We need to keep in mind one crucial detail: No vaccine has been approved outside of clinical trials. We have a long road ahead before we can rely on vaccine-induced immunity.
An AP poll in May showed only 50% of Americans would accept a vaccine. This statistic gets lots of media attention, but it is a false statistic. What is the value of polling American’s feelings regarding a vaccine that does not exist? None of the leading vaccine candidates have completed clinical trials or published safety and efficacy data.
We must answer fundamental questions before we pin our hopes on vaccines.
- Does the vaccine work, and to what extent?
- How long does the vaccine provide immunity?
- What are the side-effects and safety concerns?
- How many doses are required and in what intervals?
Let’s assume the phase 3 Covid-19 vaccine trials are completed during 2020. Then, the FDA authorization process begins. FDA director Stephen Hahn set the goals for a Covid-19 vaccine in a Washington Post Op-Ed, stating, “any authorized or approved Covid-19 vaccine would need to show that it prevents the disease or decreases its severity in at least 50 percent of people who are vaccinated.” We do not know if any of the vaccine candidates will meet these criteria.
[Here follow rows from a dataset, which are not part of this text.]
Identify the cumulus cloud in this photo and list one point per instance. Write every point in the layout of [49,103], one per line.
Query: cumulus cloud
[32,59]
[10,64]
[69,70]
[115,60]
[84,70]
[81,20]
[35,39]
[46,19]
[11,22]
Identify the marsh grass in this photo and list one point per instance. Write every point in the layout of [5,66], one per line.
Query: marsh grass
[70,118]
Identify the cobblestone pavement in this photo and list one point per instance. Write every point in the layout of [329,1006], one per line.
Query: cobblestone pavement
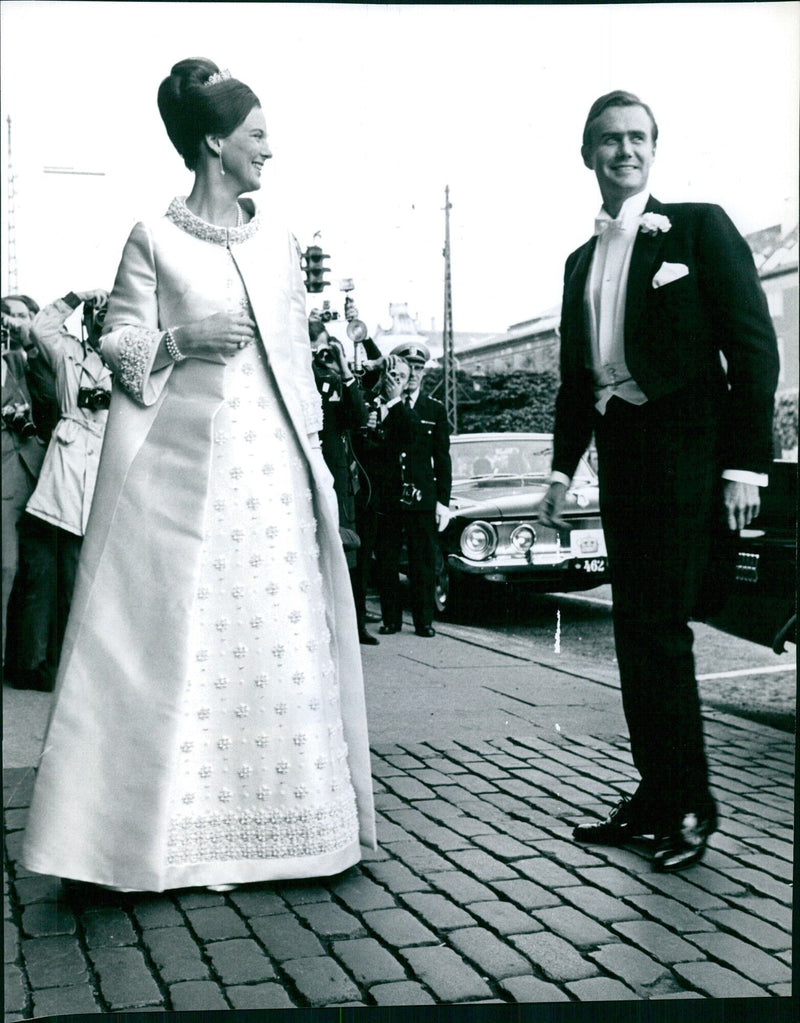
[476,894]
Once the FDA approves a vaccine, the Operation Warp Speed distribution process can begin to get vaccines to 328.2 million Americans. The US government has partnered with McKesson Corp. to distribute coronavirus vaccines to state and local health departments.
The leading vaccine candidates require two doses one month apart with a three-week window to develop immunity inducing antibodies. This necessary dosing protocol extends the timeline from receipt of the vaccine until one can reliably count on immunity.
Even if a safe and effective Covid-19 vaccine were to be approved tomorrow, the timeline shows there is zero chance a vaccine plays a meaningful role in the next three months.
We can not stop fighting the virus until a vaccine is available. While we wait, we must continue to do what works to slow the spread. Public health entities must continue to identifying exposure, isolate those at risk, test, and treat.
Each American must follow the mitigation strategies to protect themself and others. Stay at home. Wash your hands. Practice social distancing. And remember wearing a mask is the easiest thing we can do to slow the spread of coronavirus and save others’ lives.